Everything is relative
Even though it would be foolish to suggest that the valuation premiums on property around the world are in any way similar, with local markets impacted by local situations, everything is relative. The main barometer of measuring asset values against each other is the worldwide economy which is coming under serious pressure amid a glut of oil and major problems in the commodities market. To make matters worse this has now translated across an array of worldwide stock markets with investors concerned about the short to medium-term outlook.
What does this mean for the property market?
In times of trouble people tend to go for commodities such as gold but there has been a shift in investment strategies over the last few years. While gold is still relatively popular in times of trouble, seen as a safe haven, it is not as popular today as it has been in times gone by. Some would argue the property has become a safe haven investment for some investors this is not necessarily the case.
Quote from PropertyForum.com: “Is it time to take a contrarian approach to real estate investment?”
It is also worth remembering that there are a number of “frothy” property markets around the world which have risen significantly over the last couple of years. These are perhaps the main markets susceptible to ongoing concerns about the worldwide economy with more wealthy investors perhaps looking to take profits and repatriate funds where relevant. So not only do we have the “relative valuation” argument but we also have a situation where some investors may look to take profits if the outlook for the worldwide economy does not improve in the short term.
Looking back at the Dubai property market
Those who do not believe that investors will take profits on” attractive investments” in times of trouble only need to look at the Dubai property market of 2008. Just prior to the U.S. led crash in the worldwide economy we saw some investment experts suggesting Dubai was something of a safe haven and unlikely to fall as much as the general markets. However, not only did we see the downgrading of the valuation premium, compared to the rest of the world, but we also saw investors banking profits, running for the hills and repatriating their funds.

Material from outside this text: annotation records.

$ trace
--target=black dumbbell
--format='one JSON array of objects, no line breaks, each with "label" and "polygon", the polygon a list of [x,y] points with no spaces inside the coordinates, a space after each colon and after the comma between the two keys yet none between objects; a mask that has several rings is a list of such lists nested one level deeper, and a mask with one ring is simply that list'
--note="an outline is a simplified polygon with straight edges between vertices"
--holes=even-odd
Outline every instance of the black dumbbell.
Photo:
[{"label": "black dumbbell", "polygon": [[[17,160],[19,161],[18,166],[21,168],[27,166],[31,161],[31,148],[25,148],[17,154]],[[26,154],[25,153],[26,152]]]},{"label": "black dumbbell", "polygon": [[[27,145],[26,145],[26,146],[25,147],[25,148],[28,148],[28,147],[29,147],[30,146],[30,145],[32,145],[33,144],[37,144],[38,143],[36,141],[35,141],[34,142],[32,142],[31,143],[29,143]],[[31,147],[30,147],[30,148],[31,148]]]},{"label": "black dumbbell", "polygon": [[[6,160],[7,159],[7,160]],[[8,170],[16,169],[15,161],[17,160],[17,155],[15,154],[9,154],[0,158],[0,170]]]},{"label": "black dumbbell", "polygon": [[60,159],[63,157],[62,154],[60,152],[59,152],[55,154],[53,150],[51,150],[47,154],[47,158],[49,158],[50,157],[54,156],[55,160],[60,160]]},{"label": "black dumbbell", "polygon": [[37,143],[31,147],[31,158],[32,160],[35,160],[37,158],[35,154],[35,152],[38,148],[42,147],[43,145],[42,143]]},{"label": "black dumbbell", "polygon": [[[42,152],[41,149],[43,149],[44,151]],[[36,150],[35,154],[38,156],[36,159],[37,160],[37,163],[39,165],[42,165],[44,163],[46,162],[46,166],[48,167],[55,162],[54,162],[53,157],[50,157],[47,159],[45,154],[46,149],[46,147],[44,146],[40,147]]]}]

One of the more popular sayings in the investment arena is to run your winners and cut your losers but sometimes it is best to cut your winners if the economic climate is uncertain. It will be interesting to see how the worldwide economy performs in the short to medium term and indeed whether concerns within the commodities market continue. The fact is that no investment market around the world can fight against the tide forever and a day and if the worldwide economy struggles then this will cause ripples across each and every investment market.